Pekanbaru,KontenTV.com – Saksi sebut proses pelaporan hasil verifikasi data di lapangan tidak dilakukan secara manual melainkan melalui aplikasi resmi yang telah disediakan dalam sidang perkara tindak pidana korupsi penyaluran pupuk subsidi di kabupaten Pelalawan yang melibatkan 3 terdakwa yakni Suratman ( selaku pemilik dan pengelola, UD. Tiga Putri tahun 2021 ), Siti Budiarti ( selaku Penyuluh Pertanian Lapangan/PPL ) dan Armaita( selaku Koordinator Badan Penyuluh Pertanian (BPP) Kecamatan Pangkalan Kuras sekaligus ketua Tim Verifikasi dan Validasi Lapangan kecamatan Pangkalan Kuras ) yang digelar di Pengadilan Negeri/PN Pekanbaru, Kamis ( 27/8/2026 ).
Sidang yang dipimpin oleh Delta Tamtama SH MH selaku Hakim Ketua dengan agenda mendengarkan keterangan saksi saksi yang dihadirkan Jaksa Penuntut Umum/JPU pada Kejaksaan Negeri Pelalawan.
Adapun saksi yang dihadirkan JPU yakni:
1. Ratna Wuansari selaku Admin RDKK dan juga selaku penyuluh pertanian,
2. Sri Utami selaku tim verifikasi validasi kecamatan pangkalan kuras dan juga selaku penyuluh pertanian.
Dalam persidangan, Advokat terdakwa Armaita yakni Syamsul Harifin, SH dari Kantor Hukum Mahyudi, SH & Syamsul Harifin, SH mencecar pertanyaan terhadap salah seorang saksi yakni Sri Utami terkait tugas dan fungsinya dalam melakukan verifikasi serta validasi data penerima pupuk subsidi. Saat dicecar mengenai efektivitas pengawasan, saksi mengaku tidak mampu menjalankan tugas secara maksimal akibat keterbatasan kapasitas yang dimiliki di lapangan.
” Saya menyadari sepenuhnya, Pak. Kalau menjalankan secara maksimal saya tidak bisa, tapi saya selalu berusaha semaksimal yang saya bisa, Pak, ” ungkap Sri Utami atas pertanyaan Advokat terdakwa Armaita di persidangan.
Dalam keterangannya, Sri Utami menyebutkan bahwa proses pelaporan hasil verifikasi data di lapangan tidak dilakukan secara manual melainkan melalui aplikasi resmi yang telah disediakan, di mana setiap laporan harus melalui persetujuan sistem.
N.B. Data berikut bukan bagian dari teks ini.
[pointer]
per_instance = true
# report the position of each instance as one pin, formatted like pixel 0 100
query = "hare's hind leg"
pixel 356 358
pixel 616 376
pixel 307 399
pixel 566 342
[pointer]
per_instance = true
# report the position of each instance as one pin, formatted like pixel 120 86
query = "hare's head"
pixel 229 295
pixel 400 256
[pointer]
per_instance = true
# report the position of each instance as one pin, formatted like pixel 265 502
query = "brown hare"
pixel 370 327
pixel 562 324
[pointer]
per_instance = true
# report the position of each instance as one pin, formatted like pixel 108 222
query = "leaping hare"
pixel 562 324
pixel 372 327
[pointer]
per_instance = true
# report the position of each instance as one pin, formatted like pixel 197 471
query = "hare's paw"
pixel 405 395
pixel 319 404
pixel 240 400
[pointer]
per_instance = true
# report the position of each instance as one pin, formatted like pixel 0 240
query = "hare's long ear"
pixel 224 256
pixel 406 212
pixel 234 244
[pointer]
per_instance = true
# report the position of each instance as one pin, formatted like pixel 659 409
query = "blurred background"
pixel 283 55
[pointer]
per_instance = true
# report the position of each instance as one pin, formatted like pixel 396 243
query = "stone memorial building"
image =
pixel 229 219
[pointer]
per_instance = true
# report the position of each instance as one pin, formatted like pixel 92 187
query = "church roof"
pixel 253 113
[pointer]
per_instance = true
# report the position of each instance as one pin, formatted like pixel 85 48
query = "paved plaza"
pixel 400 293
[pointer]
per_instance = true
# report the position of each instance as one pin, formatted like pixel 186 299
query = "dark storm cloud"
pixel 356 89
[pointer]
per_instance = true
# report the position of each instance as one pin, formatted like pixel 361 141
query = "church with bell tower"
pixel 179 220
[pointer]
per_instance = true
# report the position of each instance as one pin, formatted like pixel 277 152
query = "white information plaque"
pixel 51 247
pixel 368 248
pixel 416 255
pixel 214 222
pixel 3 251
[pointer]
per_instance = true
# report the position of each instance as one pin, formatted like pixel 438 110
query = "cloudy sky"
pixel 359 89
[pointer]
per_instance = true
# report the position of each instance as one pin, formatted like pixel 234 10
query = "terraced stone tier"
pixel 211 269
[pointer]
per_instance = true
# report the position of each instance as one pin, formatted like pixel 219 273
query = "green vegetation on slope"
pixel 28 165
Saat disinggung mengenai potensi kelebihan penyaluran pupuk (surplus) pada tahun 2020, Sri Utami menegaskan bahwa program tersebut berada di bawah koordinasinya selaku penyuluh, namun ia membantah pernah menerima atau mengetahui adanya penawaran barang mewah seperti laptop maupun telepon seluler dari kelompok tani atau pengurus kepada dirinya.